To truly understand what benevolent thinking, speaking, and actions are, I have to learn from the Divine Light. The right understanding brings awareness or realization of what negativity and waste is. Think about the gardener who is always observant of what is happening in the garden and will adjust the course of care by not allowing the weeds to grow out of control.


A gardener knows that daily attention and care are needed for a return of healthy fruits, vegetables, and flowers. If I am to enjoy the wonderful fruit, vegetables, and flowers of my inner garden, then the daily practice of meditation and spiritual understanding and application will nurture, sustain, and protect my well-being. Transformation begins to happen with each passing day just like our garden in our meditation. The habit of comparing myself to others or vice versa or the sickness of wanting more transforms into being grateful for everything I have and taking nothing for granted. Judging others changes into seeing and appreciating their goodness or the qualities of the soul that were mentioned earlier. I can always look to the Supreme Soul to help steer and guide the direction of my well-being.
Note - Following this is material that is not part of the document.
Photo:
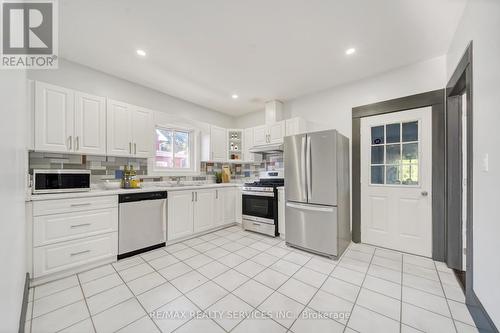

It is in the stillness that we learn all the wise life lessons a garden and nature teach us. A garden generously shares its beauty, tranquility, and seasonal return. Those who love flowers, can think about the seven original qualities as the roots of a flower. Value is given not only to its beauty but also its fragrance. When the soul, a spiritual flower is rooted in these qualities, imagine the fragrance it would give. The fragrance of patience, kindness, honesty, gentleness – all the virtues would fill the air. Can you picture it by drawing a simple flower in your mind and writing the 7 qualities at the roots and each petal is a virtue releasing a fragrance? As for the seasonal return, a gardener trusts that the fruits, vegetables, and flowers will ripe or bloom in their own time. In the same way, whatever genuine effort we put into our well-being will always yield results and give a return at its own time.


So, check and ask: what am I growing in my inner garden? What I grow is what I feed the mind. At the heart of any garden is its accommodating nature. A garden is comprised of a variety of plants. In the same way, when I begin to see and value the inherent beauty in each one, my life and the world around me will become like a garden: fragrant, beautiful, and abundant.